The Romance of Unhealthy Love in the Twenties
A short essay by BERTY
Though I'm only half qualified on love in the twenties, the looming arms of twenty-six are slowly manifesting as a mirror replaying my affectionate delusions. Whilst my skull has acted as a safe haven for many versions of love (both destroying and deeply precious), I’ve found myself sadistically reminiscing about the warped realities of the decade so far.
Entering the decade in the comfort of codependency had a luscious sense security. Outgrowing one another again and again always stumbled for the rare momentary syncs, reassuring you that what you’ve accepted is a safe choice. You loathe the laziness that suffocates your personality. You become a childless-parent to compensate for your upbringing, whilst another becomes a child compensating for their own. It’s a resentful fight where both parties have laid down their arms in the hopes the other will fall of their own accord. Leaving you with the privilege of walking away a victim, or at the very least, not to blame.

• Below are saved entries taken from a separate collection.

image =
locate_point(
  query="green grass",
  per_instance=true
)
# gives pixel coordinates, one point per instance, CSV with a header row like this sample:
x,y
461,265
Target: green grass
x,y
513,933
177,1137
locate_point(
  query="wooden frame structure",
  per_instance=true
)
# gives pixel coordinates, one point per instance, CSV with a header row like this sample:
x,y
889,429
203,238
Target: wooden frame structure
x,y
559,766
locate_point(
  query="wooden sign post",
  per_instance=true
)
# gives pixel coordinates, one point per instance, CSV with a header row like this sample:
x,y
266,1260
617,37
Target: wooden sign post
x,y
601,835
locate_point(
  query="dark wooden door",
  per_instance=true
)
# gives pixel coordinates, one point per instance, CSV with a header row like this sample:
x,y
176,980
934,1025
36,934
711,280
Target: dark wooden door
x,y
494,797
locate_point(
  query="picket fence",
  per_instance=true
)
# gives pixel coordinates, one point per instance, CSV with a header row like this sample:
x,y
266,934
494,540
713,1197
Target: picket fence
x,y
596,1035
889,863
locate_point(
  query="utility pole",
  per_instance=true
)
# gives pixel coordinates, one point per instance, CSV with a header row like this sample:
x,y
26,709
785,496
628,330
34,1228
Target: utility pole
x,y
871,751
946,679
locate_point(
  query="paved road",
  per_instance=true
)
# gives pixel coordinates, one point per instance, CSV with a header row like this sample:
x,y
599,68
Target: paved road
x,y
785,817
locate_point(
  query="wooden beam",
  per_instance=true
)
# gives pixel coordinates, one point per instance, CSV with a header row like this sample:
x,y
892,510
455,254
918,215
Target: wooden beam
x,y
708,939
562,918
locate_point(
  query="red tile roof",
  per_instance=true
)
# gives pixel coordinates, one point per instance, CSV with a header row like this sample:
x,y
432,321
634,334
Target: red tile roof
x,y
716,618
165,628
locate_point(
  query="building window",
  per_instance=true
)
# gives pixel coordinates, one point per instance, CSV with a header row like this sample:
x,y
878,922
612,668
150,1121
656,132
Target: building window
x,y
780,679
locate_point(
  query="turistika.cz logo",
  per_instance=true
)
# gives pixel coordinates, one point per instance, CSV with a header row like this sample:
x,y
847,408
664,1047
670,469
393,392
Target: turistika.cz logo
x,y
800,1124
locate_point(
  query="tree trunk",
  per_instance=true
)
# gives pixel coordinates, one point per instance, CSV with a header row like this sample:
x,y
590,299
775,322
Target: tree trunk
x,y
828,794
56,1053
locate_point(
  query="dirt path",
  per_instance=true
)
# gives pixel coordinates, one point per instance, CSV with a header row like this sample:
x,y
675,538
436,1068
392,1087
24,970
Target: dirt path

You can always leave, but you never really break free until you reach the peak of standing on someone else’s two feet. Constantly turning to make sure they’re still in reach, until the fog swallows them up behind the shadow of another. You look back and there’s nothing but a valley of murky greyness making you question how it ever felt inviting in the first place.
The love that followed was a version that felt whole. A makeshift home that I would often describe as a circle. Really, it was beautiful fiction in a teased existence. One that would take an axe to brittle foundations and of course, leave too. Eventually, the open, rejected wound healed on its own and grew into a grateful scar. Raising a glass to what couldn’t be returned, you learn to celebrate the love never destined for two.
The presence I couldn’t possibly keep faded into a past life, and I could feel real life beginning. With a clearer mirror I saw the essence of what I’ve lost rehomed in modulation, diary entries and what was mine too. I’ve rebuilt a foundation and I’ll get it right, because I’m not a child after all! Such a bold statement to make then, even now my hands hesitate over the words with doubt.
Eventually, the fatigue accumulated through the years will catch you, softly. I would sit and listen to the next excuse. I was complacent whilst gently removing myself from any ounce of feeling. I tried for a while, but gave up on fighting the ocean in a hopeless man when I realised the underbelly of my mother was hiding in him all along.
Though in reality, I’m not sure he ever did hide himself. He never claimed he thought he was the second coming of the messiah until the end, but I think the belief was always there. You watch a boy, a failed star, fight the moon and you learn again that it’s not love, if it’s what you know. ‘You can’t help someone if they don’t want to help themselves’, becomes more and more apparent as you grow older. Maybe the need to protect myself has morphed into a sharp blade of selfishness, but I can’t say the act of watching someone half-heartedly self-sabotage interests me anymore. I love myself too. More, even.
Having lived more of the decade that ‘you must figure everything out in’ than I have left, I don’t have the energy to scar my chest with another ‘romantic’ brand if affection rears its needy head. I want to protect the goodness. To savour every spark of carefully choosing my next step, to stop breaking my own heart. I want to let love exist as it chooses to be.
So sometimes, let your chest remember the cosiness of autumn for someone a little more vividly than the average person. Accept you have no choice other than to float in the luck that it would never blossom, because it’s already bloomed in its fullest form. May God bless the unspoken, in-betweens that seep in through an arm around the shoulder after a joke, a candid photo, and making sure you’re comfy before you fall asleep on the couch.
I think my romance, for now, is better placed in the magic of £2.00 supermarket carnations. Late night phone calls with friends, cigarettes, cinemas, candles, foaming sea waves, stuffy museums, sculpting and singing. With Venus as my ruler, it’s in my blood to fall in love each day, to live and breathe romance. I don’t want to peel the stubborn, rosy lenses from my eyes, but I’m too tired to learn that I should have known better again. Admittedly, too selfish to give anything more than this.
What a shame it is, to think there’s something in our nature that must change so that we can experience it for real. Though I suppose, the strange reality is that we already have - just in a form we chose not to cradle under the umbrella of ‘love’. I know there’s more than this in the end, but for now, I just want to rest. Maybe fall in love all over again with my friends instead.